Prezydent Andrzej Duda w środę w wywiadzie dla Klubu Jagiellońskiego, Otwartej Konserwy i Nowego Ładu mówił o potrzebie przeprowadzenia „resetu” w wymiarze sprawiedliwości, krytykując część środowiska sędziowskiego, która - jak powiedział - „opowiada się po jednej ze stron sporu politycznego”. Zaapelował do nich o opamiętanie się i dokonanie resetu, bo - jak powiedział - bez niego skończy się na tym, że „trzeba będzie wszystkich tych ludzi wyrzucić ze stanu sędziowskiego, bez prawa do stanu spoczynku”.
Niedawno jeden człowiek powiedział do mnie bardzo brutalnie: „wie pan, dlaczego w Polsce jest tyle zdrady i warcholstwa bezczelnego? Ponieważ dawno nikogo nie powieszono za zdradę”. To straszne, ale w tych słowach jest prawda – powiedział Duda.

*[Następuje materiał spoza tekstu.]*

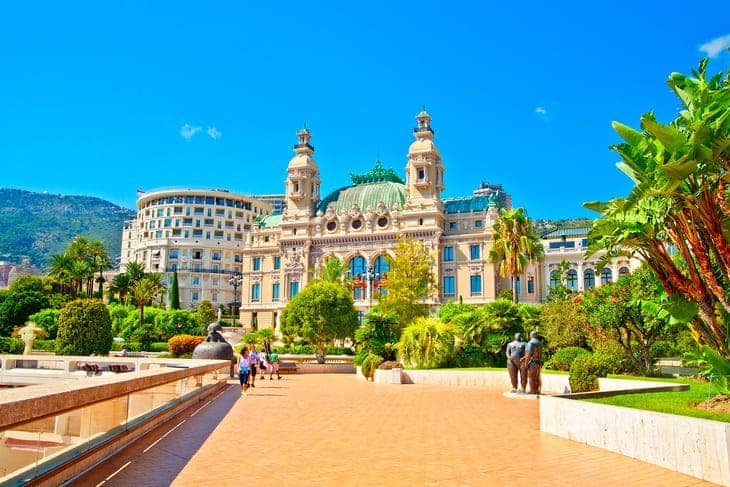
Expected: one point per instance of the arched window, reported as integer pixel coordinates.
(380, 269)
(554, 278)
(572, 280)
(606, 276)
(589, 279)
(356, 273)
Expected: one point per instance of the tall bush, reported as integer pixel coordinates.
(426, 343)
(84, 327)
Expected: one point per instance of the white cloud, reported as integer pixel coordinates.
(714, 47)
(214, 133)
(187, 132)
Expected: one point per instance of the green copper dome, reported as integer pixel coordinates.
(366, 196)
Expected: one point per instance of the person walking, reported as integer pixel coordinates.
(263, 363)
(253, 361)
(243, 370)
(274, 365)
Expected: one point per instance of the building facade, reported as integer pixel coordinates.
(198, 233)
(565, 261)
(360, 225)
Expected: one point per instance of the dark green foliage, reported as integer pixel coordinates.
(17, 305)
(370, 364)
(663, 348)
(471, 356)
(169, 323)
(174, 293)
(321, 312)
(505, 294)
(584, 374)
(448, 311)
(206, 314)
(377, 336)
(84, 327)
(158, 347)
(48, 320)
(11, 345)
(45, 224)
(45, 345)
(564, 357)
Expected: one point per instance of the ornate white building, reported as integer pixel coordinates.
(360, 224)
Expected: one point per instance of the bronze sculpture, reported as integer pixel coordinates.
(515, 364)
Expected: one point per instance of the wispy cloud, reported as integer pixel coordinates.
(214, 133)
(715, 46)
(187, 132)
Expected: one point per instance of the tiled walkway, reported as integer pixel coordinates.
(336, 430)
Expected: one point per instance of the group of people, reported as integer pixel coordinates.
(525, 359)
(250, 362)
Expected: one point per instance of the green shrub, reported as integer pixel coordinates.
(183, 344)
(158, 347)
(563, 358)
(340, 351)
(11, 345)
(662, 348)
(470, 356)
(369, 365)
(427, 343)
(45, 345)
(84, 327)
(586, 370)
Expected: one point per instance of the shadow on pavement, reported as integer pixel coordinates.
(162, 462)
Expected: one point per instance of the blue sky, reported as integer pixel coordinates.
(103, 98)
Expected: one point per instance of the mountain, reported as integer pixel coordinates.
(38, 225)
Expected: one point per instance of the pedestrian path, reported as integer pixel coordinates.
(337, 430)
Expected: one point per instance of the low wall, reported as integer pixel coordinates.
(692, 446)
(307, 368)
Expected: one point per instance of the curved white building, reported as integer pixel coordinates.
(199, 233)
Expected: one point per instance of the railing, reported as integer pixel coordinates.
(52, 431)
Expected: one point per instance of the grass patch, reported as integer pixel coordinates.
(679, 403)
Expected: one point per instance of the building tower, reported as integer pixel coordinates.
(424, 170)
(302, 181)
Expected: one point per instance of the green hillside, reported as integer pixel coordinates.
(38, 225)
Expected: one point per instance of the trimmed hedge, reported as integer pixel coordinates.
(84, 327)
(11, 345)
(45, 345)
(564, 357)
(585, 371)
(183, 344)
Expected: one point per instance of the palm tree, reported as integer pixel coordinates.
(121, 285)
(135, 270)
(679, 198)
(61, 269)
(100, 261)
(515, 245)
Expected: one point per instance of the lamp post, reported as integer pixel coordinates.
(235, 281)
(370, 275)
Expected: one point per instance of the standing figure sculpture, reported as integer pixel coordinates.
(515, 364)
(533, 362)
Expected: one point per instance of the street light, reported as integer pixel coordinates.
(370, 275)
(235, 281)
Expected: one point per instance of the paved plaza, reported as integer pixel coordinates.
(337, 430)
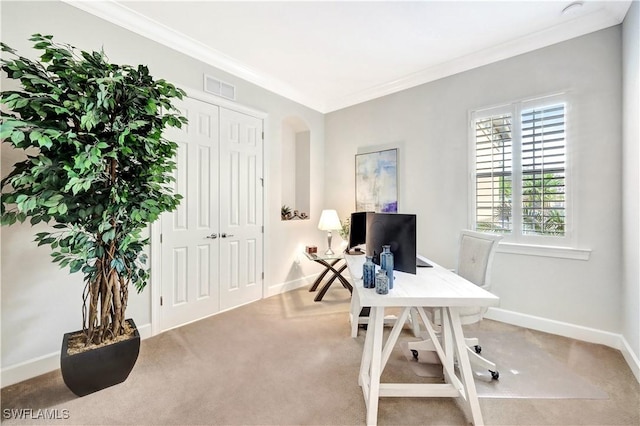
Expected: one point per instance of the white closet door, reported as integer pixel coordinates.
(190, 253)
(241, 209)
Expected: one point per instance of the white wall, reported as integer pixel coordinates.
(41, 302)
(430, 124)
(631, 179)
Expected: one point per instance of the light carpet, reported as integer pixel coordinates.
(526, 371)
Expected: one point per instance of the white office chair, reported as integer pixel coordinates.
(475, 258)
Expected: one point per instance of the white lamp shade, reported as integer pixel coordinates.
(329, 220)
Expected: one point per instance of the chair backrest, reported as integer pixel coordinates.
(475, 257)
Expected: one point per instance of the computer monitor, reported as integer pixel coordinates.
(357, 229)
(396, 230)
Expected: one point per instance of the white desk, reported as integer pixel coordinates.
(434, 287)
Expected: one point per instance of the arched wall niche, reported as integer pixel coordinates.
(296, 162)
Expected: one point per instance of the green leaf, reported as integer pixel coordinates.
(17, 136)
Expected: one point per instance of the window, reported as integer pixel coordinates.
(519, 176)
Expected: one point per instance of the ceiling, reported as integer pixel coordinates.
(330, 55)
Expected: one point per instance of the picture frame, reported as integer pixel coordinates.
(376, 176)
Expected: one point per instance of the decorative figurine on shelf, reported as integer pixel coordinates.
(386, 263)
(382, 282)
(369, 273)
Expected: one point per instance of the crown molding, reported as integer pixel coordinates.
(118, 14)
(601, 19)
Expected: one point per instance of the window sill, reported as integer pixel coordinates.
(545, 251)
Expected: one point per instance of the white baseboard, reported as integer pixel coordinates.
(44, 364)
(289, 285)
(586, 334)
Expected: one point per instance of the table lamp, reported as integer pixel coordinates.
(329, 221)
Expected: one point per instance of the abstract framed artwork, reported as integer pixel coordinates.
(377, 181)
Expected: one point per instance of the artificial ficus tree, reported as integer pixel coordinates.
(97, 167)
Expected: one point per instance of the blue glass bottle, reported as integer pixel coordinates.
(369, 273)
(386, 263)
(382, 282)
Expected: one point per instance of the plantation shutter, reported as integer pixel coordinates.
(543, 171)
(493, 173)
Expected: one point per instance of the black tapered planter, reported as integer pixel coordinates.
(99, 368)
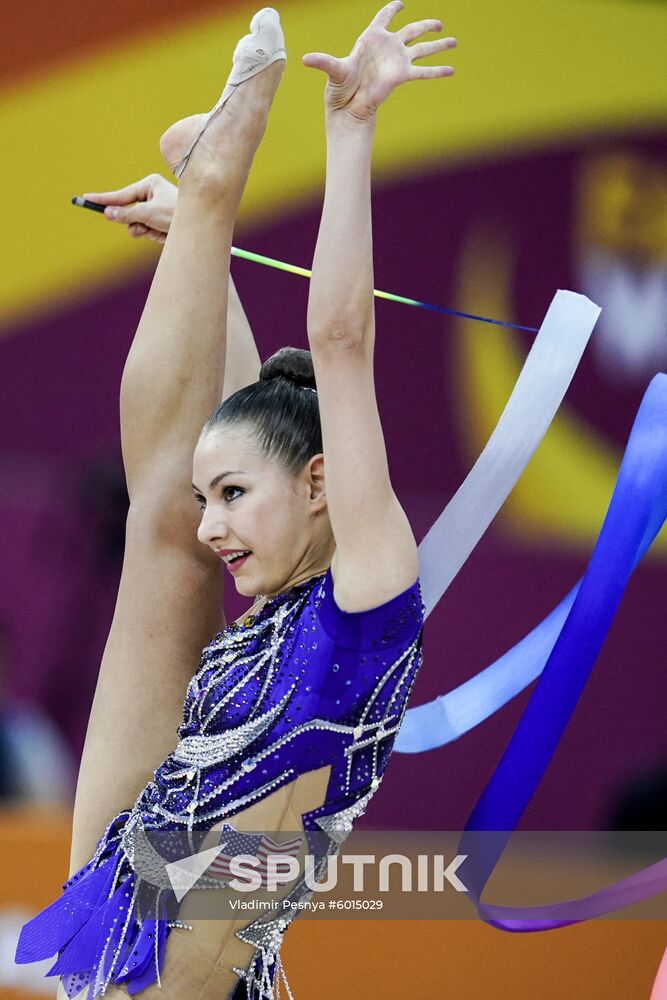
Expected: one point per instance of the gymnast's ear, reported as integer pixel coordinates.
(314, 471)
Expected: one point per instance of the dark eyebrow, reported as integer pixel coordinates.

Tusk nie kryje zdziwienia słowami Dudy
To było tak niebywałe, że - szczerze powiedziawszy - jak zobaczyłem gdzieś w telefonie, to puściłem sobie cały ten wywiad, bo myślałem, że to jest manipulacja, albo że jest to wyjęte z kontekstu - powiedział premier Donald Tusk, podczas czwartkowego briefingu w Rzymie przed wylotem do Warszawy, pytany o słowa prezydenta.

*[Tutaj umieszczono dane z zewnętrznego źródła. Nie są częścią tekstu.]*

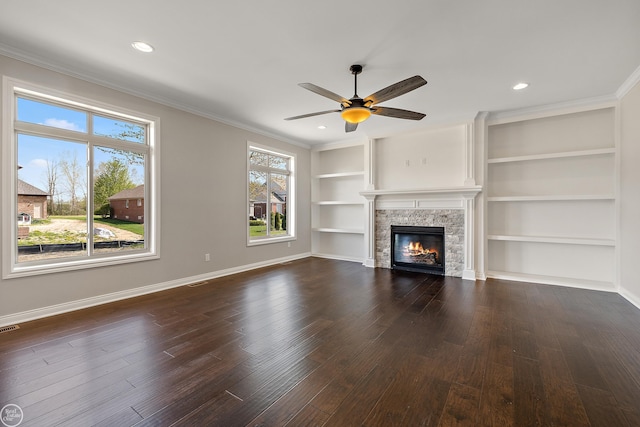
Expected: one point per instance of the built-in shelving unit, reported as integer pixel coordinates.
(551, 198)
(337, 207)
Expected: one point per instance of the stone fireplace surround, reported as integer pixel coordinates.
(452, 208)
(451, 219)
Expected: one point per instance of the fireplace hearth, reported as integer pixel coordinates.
(417, 248)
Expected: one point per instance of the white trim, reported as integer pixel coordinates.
(553, 280)
(337, 257)
(291, 193)
(21, 56)
(549, 110)
(628, 84)
(337, 145)
(12, 88)
(52, 310)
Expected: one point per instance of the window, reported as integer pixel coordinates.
(271, 195)
(65, 163)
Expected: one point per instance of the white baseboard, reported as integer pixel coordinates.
(66, 307)
(593, 285)
(338, 257)
(469, 275)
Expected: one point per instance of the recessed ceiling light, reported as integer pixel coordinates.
(142, 46)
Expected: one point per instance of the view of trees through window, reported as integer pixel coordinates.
(269, 175)
(77, 170)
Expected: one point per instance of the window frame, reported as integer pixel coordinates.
(14, 88)
(291, 194)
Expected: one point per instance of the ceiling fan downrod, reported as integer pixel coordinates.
(355, 70)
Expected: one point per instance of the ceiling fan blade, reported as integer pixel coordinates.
(350, 127)
(397, 113)
(396, 89)
(326, 93)
(312, 114)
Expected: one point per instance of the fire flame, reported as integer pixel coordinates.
(416, 248)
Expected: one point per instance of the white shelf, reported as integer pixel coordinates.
(338, 230)
(583, 153)
(339, 174)
(337, 202)
(568, 197)
(559, 240)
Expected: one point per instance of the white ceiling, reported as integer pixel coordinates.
(241, 61)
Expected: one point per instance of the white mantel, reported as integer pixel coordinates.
(461, 197)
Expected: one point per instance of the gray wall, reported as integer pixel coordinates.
(630, 194)
(203, 170)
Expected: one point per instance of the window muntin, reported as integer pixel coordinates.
(55, 148)
(47, 114)
(119, 129)
(271, 214)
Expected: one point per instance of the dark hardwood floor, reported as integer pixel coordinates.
(321, 342)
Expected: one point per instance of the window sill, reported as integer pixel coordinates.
(77, 264)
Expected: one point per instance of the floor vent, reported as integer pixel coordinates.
(10, 328)
(195, 285)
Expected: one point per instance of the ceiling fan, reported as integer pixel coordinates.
(357, 110)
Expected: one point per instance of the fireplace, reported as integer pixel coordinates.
(418, 249)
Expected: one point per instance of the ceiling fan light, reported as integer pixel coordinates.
(355, 114)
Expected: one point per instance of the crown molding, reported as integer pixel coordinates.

W jego ocenie słowa Andrzeja Dudy były „po prostu bardzo paskudne i wyjątkowo niemądre” oraz „tak naprawdę nie do wytłumaczenia”.
To, że aż takie myśli przychodzą panu prezydentowi Dudzie do głowy, to świadczy o tym, że w złej kondycji kończy swoją pracę, w złej kondycji psychicznej. Szkoda. Wolałbym, żeby prezydent kończył jakoś w lepszym stylu - ocenił szef rządu.